Introduction

Pancreas transplantation is an effective treatment for some people with type 1 diabetes, restoring insulin independence and offering significant quality of life and survival benefits [1]. Graft failure rates, defined as a return to insulin dependence, have been reduced, with graft survival rates reaching 89% for simultaneous pancreas–kidney transplant (SPK) and 82% for isolated pancreas transplant (IP) at 1 year and 71% and 58% at 3 years, respectively [1].

The long-term management of pancreas transplantation is complicated by the absence of a marker that enables graft dysfunction to be detected at an early enough stage to allow more intensive investigation or effective intervention. Previous studies investigating predictors of graft outcomes have focused on donor and recipient factors and short-term outcomes [2]. Whilst a number of studies have used the OGTT to monitor pancreas graft function [3, 4], only one has assessed the value of OGTT in predicting long-term graft function [5].

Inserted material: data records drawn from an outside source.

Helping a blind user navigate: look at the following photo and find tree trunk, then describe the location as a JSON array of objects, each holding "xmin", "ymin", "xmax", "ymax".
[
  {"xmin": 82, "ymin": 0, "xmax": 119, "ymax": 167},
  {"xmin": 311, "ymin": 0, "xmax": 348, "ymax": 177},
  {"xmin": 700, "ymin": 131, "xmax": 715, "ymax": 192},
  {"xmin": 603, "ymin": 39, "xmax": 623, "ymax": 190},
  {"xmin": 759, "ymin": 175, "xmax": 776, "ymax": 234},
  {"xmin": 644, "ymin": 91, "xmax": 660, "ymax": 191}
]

At the Oxford Transplant Centre, pancreas transplant recipients routinely undergo an OGTT post transplant, prior to discharge. We were, therefore, able to test the hypothesis that an OGTT performed within 14 days of whole organ pancreas transplantation, allows the identification of recipients at risk of later graft failure.

Methods

Donor and recipients were selected and allocated according to UK national procedures. Pancreas implantation was performed with systemic venous and enteric duct-drainage. All patients followed a steroid-free immunosuppression regimen of alemtuzumab followed by tacrolimus and mycofenolate mofetil maintenance therapy. All were free from medications for glycaemic control, including insulin, and underwent an OGTT prior to discharge at 10–14 days post transplant using 75 g oral glucose and blood sampling for serum glucose at 0 and 2 h. Normal glucose tolerance was defined according to WHO criteria (fasting glucose <6.1 mmol/l and 2 h glucose <7.8 mmol/l).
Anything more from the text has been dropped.